An investment wave that is changing the balance sheet structure of the global economy
The four largest hyperscalers – Amazon, Microsoft, Alphabet, and Meta – have repeatedly revised their investment plans for the 2026 calendar year upwards over the past few months. Following reports for the second quarter of 2026, the combined forecast for the full year ranges from approximately $650 billion to $770 billion, with some bank analysts, including Oracle and other cloud providers, arriving at figures close to $850 billion. Microsoft is planning for around $190 billion, Amazon for roughly $200 billion to $220 billion, Alphabet for $180 billion to $190 billion, and Meta for $125 billion to $145 billion, all for the current calendar year. Compared to approximately $410 billion in 2025, this represents an increase of roughly 77 percent in just twelve months. Cumulatively, since the start of the current AI investment cycle in 2023, these four companies alone have spent approximately $1.1 trillion in capital by mid-2026, according to calculations by the Financial Times, marking a structural break with the technology industry's previous, low-capital software business model.
These sums are remarkable because they fundamentally alter the nature of the companies involved. Corporations known for decades for their extremely high free cash flows and low capital intensity are now moving toward a heavy industrial business model more reminiscent of steel mills, energy suppliers, or telecommunications network operators than traditional software companies. Alphabet reported negative free cash flow in the second quarter of 2026 for the first time in years—a signal widely discussed in the financial sector because it demonstrates that even the world's most financially sound companies are reaching the limits of self-financing.
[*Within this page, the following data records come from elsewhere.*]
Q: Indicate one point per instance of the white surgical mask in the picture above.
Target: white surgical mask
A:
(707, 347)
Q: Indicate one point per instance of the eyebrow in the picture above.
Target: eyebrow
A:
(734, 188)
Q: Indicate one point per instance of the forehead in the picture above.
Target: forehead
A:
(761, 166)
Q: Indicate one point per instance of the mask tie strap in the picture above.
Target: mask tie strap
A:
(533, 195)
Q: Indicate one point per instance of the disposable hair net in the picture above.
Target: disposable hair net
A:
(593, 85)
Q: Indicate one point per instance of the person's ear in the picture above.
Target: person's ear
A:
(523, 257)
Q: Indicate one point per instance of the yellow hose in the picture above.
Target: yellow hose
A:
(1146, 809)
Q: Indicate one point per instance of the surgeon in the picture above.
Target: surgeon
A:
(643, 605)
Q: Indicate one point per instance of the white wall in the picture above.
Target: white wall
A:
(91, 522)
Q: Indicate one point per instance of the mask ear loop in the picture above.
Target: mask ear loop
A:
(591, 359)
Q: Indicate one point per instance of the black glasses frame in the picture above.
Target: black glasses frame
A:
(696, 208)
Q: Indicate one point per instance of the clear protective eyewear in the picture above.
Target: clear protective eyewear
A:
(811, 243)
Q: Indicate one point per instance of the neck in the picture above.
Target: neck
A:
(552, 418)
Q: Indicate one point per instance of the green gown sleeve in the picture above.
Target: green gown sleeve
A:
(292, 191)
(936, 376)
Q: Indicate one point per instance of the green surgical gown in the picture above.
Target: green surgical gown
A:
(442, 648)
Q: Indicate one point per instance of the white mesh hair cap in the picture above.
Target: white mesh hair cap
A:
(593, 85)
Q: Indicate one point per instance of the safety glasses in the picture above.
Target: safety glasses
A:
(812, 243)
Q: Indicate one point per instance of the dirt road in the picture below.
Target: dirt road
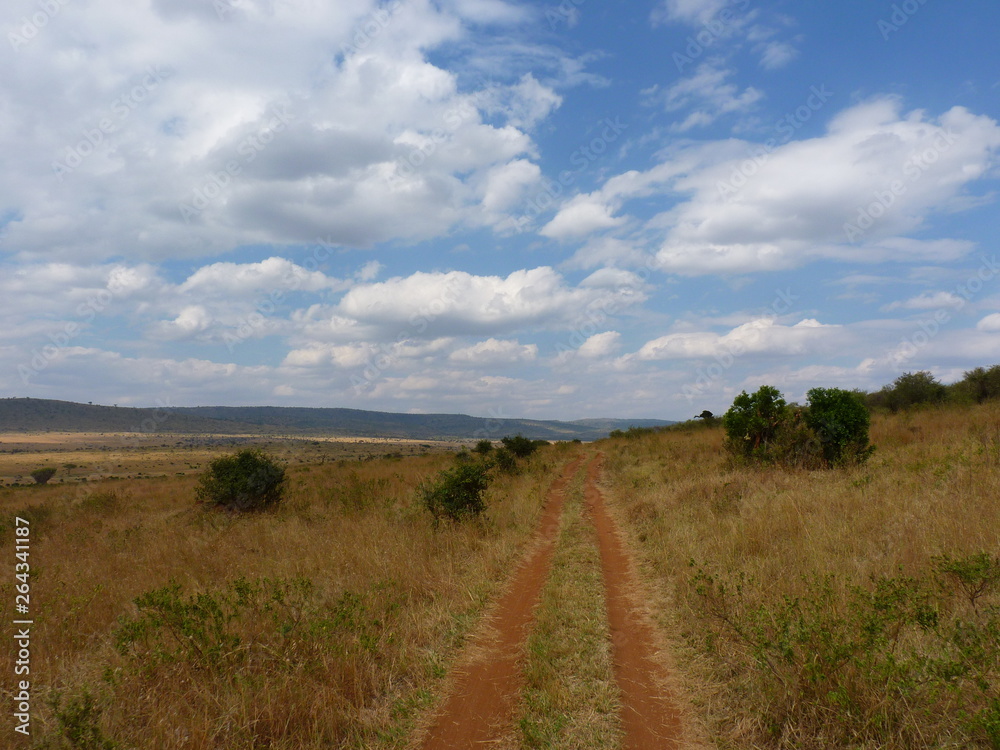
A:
(483, 700)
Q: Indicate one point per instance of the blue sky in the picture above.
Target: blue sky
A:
(496, 208)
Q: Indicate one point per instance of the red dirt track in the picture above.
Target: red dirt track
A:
(650, 718)
(481, 706)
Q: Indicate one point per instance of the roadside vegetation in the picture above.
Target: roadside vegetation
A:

Analyst firms such as Goldman Sachs and Morgan Stanley predict that the necessary infrastructure investments will increase to several trillion US dollars between 2029 and 2031, making the question of financing sources beyond core business operations unavoidable.
How balance sheet manipulation could become a systemic risk
A key feature of the current investment cycle is the increasing shift of debt from traditional corporate balance sheets to special purpose vehicles, joint ventures, and complex leasing structures. The most prominent example is Meta's Hyperion data center project in Louisiana, financed through a special purpose vehicle with participation from the debt fund Blue Owl and other partners such as PIMCO. The loan volume is in the range of $27 to $30 billion, is structured through long-term leases, and therefore does not appear in its entirety on Meta's consolidated balance sheet. This model explicitly serves to protect the parent company's financial ratios, while the economic liability effectively remains.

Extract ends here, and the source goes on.